Ramírez volvió sobre sus pasos aguzando su olfato investigador. Llegó a la zona de comercios y caminó lentamente pasando por el frente de la panadería, la ferretería cuyo dueño merecía estar tras las rejas por carero, la pollería que tenía fama de lavar los pollos con lavandina y el kiosco de Beto, atendido por Betito desde que al viejo le diagnosticaron el cáncer de próstata. El joven oficial miraba sin atender a los saludos de la gente, caminaba agazapado como felino al acecho, con la mirada enfocada en su labor, apenas si se permitía un pestaneo.
Saliendo de la zapatería, la fortuna, la misma que se le había negado hace un instante, le brindó en bandeja su presa.
-Buen día oficial, ¿le anoto algún numerito para la quiniela?
-Sí, dale, el 44. Camine para la cárcel, le voy a dar a usted vendiendo quiniela clandestina en mis narices- dijo sin pensar que la prominencia de su órgano olfativo parecía hacer referencia a la multiplicidad del mismo.

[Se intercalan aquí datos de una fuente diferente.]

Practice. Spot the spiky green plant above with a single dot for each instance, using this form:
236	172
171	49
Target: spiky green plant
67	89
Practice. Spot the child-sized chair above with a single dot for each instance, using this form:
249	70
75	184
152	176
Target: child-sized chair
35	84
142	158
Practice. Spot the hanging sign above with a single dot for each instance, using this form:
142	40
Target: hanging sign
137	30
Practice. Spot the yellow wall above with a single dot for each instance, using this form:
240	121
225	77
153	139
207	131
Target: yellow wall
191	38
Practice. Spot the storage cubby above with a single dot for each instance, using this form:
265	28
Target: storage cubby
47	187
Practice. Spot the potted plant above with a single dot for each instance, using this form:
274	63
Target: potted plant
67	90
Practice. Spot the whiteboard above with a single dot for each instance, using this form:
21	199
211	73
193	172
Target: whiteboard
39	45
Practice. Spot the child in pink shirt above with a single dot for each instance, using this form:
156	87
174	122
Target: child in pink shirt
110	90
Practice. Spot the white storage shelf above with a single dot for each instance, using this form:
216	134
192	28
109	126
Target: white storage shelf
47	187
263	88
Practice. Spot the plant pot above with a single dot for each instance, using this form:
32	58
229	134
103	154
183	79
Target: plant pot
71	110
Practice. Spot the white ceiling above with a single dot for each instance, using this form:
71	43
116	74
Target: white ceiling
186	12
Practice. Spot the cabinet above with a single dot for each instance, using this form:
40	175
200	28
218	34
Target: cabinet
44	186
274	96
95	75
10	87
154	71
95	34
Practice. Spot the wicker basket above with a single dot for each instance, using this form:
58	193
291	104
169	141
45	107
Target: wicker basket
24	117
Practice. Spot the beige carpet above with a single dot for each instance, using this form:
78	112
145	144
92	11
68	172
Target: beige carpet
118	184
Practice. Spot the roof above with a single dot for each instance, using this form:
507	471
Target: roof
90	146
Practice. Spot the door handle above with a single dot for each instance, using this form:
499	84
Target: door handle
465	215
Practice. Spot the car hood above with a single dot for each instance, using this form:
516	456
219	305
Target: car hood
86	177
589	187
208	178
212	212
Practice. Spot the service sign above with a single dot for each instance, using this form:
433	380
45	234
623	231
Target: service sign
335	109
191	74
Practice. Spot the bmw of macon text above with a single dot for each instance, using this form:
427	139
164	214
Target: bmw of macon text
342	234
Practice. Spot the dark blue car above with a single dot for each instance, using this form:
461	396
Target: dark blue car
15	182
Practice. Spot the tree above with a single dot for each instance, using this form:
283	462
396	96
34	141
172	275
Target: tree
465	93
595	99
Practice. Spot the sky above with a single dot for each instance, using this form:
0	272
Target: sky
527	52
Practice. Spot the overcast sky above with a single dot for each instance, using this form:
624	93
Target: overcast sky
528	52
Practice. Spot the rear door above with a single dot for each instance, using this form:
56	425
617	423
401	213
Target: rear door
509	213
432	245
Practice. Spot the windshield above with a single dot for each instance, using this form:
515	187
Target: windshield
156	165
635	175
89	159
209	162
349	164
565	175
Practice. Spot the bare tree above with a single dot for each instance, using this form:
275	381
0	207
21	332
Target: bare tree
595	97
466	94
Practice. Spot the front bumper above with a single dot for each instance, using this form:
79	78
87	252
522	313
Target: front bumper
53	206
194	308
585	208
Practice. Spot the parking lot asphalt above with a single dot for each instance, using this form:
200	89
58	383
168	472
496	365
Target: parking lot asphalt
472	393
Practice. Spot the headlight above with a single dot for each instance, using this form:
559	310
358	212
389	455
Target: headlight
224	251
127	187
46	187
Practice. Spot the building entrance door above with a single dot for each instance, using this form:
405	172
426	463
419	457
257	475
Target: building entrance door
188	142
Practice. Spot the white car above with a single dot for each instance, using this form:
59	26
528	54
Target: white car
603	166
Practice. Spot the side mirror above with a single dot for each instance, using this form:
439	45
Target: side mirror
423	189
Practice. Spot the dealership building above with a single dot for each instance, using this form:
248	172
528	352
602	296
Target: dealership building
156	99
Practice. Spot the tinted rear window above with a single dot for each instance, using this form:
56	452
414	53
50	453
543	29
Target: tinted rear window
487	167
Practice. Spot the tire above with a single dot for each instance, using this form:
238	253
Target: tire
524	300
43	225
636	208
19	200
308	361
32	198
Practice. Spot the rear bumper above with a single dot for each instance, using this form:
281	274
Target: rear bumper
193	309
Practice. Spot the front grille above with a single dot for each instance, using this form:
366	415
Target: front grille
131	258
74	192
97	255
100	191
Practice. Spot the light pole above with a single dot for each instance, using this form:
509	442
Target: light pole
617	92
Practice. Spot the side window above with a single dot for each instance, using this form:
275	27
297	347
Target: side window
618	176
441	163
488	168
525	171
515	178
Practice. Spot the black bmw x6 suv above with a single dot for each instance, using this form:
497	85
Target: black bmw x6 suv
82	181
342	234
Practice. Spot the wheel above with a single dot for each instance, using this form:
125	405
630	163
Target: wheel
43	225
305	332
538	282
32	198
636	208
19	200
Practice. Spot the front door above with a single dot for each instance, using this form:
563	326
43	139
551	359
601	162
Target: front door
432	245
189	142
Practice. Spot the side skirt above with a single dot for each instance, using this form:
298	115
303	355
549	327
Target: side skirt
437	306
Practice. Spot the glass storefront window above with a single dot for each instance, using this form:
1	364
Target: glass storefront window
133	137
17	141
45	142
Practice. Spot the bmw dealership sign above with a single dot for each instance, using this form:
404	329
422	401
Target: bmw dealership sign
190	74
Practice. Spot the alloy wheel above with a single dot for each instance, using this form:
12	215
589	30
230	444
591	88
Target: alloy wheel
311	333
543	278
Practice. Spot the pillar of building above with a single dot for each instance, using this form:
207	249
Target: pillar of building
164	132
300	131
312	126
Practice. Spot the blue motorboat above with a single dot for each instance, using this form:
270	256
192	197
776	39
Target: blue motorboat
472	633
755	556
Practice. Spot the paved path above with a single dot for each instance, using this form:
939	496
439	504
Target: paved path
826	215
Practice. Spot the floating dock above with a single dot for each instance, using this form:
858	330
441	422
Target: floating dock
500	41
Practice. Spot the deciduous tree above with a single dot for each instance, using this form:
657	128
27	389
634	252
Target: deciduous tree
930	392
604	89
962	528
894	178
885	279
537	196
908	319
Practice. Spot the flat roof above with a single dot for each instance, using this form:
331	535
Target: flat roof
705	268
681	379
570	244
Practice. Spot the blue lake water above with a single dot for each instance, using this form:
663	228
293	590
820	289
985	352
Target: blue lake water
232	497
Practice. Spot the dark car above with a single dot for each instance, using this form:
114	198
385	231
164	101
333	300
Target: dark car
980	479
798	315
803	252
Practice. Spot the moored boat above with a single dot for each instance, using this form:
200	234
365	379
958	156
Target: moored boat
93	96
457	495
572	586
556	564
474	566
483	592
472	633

El gordo Sananes, el quinielero, primero pensó que el oficial lo estaba cargando, pero cuando el joven oficial le colocó las esposas comenzó a despotricar y hasta amenazar con echarlo de la fuerza policial. A los empujones, llegaron ambos hasta la comisaría. Gutiérrez llevaba el éxito hecho sonrisa, de alguna forma el deber cumplido lo empoderaba. Entró a los gritos, para hacerse notar y mostrar fiereza. Y como si realmente se tratara de una fiera, exhibió su presa al comisario esperando un halago que nunca llegó.
-¿Pero vos sos pelotudo? ¿Cómo vas a arrestar al Sr. Sananes? ¿No ves que es un buen tipo, una persona de bien que se gana la vida vendiendo unos numeritos sin joder a nadie? ¡Sacale ya mismo las esposas y andá a buscar delincuentes de verdad!- Y concluyó, ahora dirigiéndose al quinielero: -Disculpame Gordo, estos pibes no entienden nada. Vení, quedate un rato, ¿querés un café? Ah, escuchame, anotame para la vespertina, con diez pesos a la cabeza y diez a los veinte, el 89: la rata.